K-Means
IBM Data Science Specialization: K-Means
Customer Segmentation with K-Means
Imagine that you have a customer dataset, and you need to apply customer segmentation on this historical data. Customer segmentation is the practice of partitioning a customer base into groups of individuals that have similar characteristics. It is a significant strategy as a business can target these specific groups of customers and effectively allocate marketing resources. For example, one group might contain customers who are high-profit and low-risk, that is, more likely to purchase products, or subscribe for a service. A business task is to retaining those customers. Another group might include customers from non-profit organizations.
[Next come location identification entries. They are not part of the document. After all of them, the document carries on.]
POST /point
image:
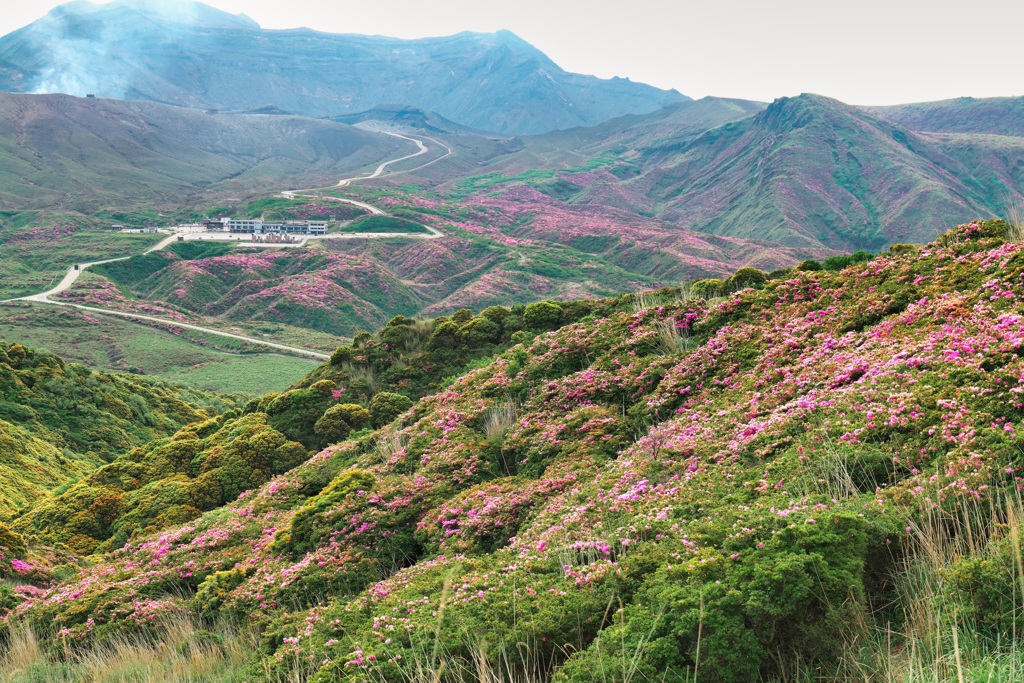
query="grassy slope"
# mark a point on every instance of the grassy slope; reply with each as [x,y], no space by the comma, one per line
[197,360]
[743,477]
[36,255]
[71,153]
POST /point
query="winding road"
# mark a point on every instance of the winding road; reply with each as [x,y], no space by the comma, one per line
[76,270]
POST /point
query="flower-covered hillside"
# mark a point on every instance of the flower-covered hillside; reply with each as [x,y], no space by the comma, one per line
[333,293]
[723,485]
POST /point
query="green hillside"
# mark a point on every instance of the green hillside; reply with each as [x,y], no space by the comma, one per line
[818,472]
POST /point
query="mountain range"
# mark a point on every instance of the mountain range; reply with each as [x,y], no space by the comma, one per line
[199,56]
[83,154]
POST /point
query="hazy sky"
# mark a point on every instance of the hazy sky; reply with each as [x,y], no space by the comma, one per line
[860,51]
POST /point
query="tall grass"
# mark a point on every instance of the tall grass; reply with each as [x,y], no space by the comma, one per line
[180,653]
[931,638]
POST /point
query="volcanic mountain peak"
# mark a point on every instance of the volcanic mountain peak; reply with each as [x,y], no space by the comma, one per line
[184,12]
[195,55]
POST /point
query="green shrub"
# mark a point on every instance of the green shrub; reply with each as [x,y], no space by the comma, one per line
[543,315]
[707,289]
[307,526]
[339,421]
[386,406]
[745,278]
[478,332]
[11,543]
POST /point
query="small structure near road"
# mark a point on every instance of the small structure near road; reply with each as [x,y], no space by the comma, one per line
[256,226]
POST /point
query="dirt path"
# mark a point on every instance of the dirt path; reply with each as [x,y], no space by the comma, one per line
[76,270]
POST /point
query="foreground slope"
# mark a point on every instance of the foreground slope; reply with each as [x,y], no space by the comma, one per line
[199,56]
[727,485]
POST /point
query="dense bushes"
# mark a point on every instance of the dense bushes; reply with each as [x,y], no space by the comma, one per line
[167,482]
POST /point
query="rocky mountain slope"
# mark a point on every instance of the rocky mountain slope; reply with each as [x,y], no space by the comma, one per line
[199,56]
[85,154]
[806,171]
[987,116]
[668,485]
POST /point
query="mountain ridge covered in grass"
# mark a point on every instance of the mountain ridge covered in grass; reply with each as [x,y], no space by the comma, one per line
[60,421]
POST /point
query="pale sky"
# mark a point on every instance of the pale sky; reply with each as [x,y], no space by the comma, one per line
[859,51]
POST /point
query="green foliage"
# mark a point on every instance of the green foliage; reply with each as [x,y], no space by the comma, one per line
[163,483]
[339,421]
[745,278]
[839,262]
[708,289]
[384,224]
[543,315]
[60,421]
[308,526]
[386,406]
[11,543]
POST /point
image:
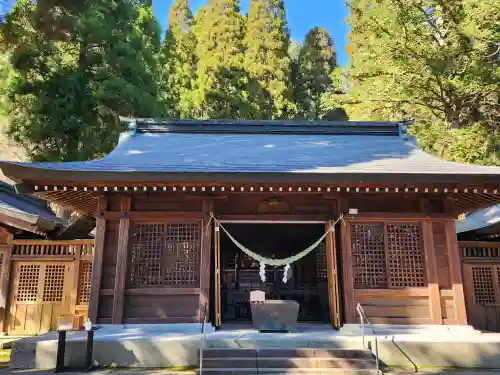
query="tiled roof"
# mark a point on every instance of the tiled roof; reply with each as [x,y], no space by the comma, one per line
[480,219]
[30,210]
[201,147]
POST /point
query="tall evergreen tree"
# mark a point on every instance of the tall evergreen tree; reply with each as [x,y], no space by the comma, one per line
[79,65]
[222,84]
[266,56]
[317,61]
[434,61]
[179,59]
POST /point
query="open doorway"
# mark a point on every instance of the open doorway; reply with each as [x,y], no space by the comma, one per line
[307,279]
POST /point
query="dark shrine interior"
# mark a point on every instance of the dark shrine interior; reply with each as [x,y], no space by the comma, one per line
[307,279]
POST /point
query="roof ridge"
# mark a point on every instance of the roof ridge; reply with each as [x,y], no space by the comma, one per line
[320,127]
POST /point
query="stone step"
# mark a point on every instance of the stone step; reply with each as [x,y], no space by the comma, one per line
[280,371]
[289,363]
[289,353]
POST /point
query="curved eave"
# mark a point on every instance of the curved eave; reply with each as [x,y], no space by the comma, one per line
[33,224]
[27,173]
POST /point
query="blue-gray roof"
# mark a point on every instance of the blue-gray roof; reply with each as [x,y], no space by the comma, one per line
[333,150]
[480,219]
[25,212]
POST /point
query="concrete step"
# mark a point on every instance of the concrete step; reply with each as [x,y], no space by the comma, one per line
[288,353]
[280,371]
[288,363]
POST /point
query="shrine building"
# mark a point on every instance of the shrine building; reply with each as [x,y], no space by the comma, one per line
[166,198]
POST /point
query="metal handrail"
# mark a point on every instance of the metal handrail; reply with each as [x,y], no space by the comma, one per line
[363,318]
[203,338]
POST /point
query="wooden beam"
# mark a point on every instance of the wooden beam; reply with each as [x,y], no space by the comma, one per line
[153,215]
[100,236]
[4,283]
[157,291]
[347,268]
[432,273]
[121,261]
[75,280]
[455,271]
[48,242]
[392,294]
[206,228]
[333,282]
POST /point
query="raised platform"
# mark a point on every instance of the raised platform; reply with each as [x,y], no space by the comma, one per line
[177,345]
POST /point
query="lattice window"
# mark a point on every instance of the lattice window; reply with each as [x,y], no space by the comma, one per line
[405,255]
[27,288]
[368,251]
[165,254]
[182,254]
[321,267]
[84,282]
[53,285]
[484,290]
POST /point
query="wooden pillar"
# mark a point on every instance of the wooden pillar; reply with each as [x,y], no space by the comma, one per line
[432,273]
[121,261]
[75,279]
[208,207]
[455,272]
[100,236]
[4,283]
[347,270]
[333,283]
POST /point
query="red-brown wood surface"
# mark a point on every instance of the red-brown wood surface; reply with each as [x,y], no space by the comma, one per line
[121,262]
[455,272]
[97,261]
[5,254]
[432,274]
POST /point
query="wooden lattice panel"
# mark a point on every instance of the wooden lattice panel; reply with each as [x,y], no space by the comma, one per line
[405,255]
[165,254]
[84,282]
[321,267]
[53,285]
[27,287]
[484,290]
[182,254]
[148,242]
[368,251]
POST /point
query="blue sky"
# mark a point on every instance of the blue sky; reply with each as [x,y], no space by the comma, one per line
[302,15]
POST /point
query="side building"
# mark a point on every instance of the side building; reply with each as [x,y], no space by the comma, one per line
[173,196]
[36,267]
[478,234]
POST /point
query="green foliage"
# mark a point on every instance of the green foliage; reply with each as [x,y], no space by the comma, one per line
[78,66]
[222,84]
[179,60]
[316,62]
[435,62]
[266,57]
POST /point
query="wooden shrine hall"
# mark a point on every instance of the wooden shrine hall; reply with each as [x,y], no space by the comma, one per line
[276,186]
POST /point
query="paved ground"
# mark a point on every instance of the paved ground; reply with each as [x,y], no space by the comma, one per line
[5,371]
And so on.
from sklearn.preprocessing import StandardScaler
from sklearn.cluster import KMeans
import matplotlib.pyplot as plt
import numpy as np
import pandas as pd
df = pd.read_csv('./data/ibm/customer_segmentation.csv')
customers = df.drop('Address', axis=1)
X = customers.values[:,1:]
X = np.nan_to_num(X)
dataset = StandardScaler().fit_transform(X)
In our example (if we didn't have access to the k-means algorithm), it would be the same as guessing that each customer group would have certain age, income, education, etc, with multiple tests and experiments. However, using the K-means clustering we can do all this process much easier.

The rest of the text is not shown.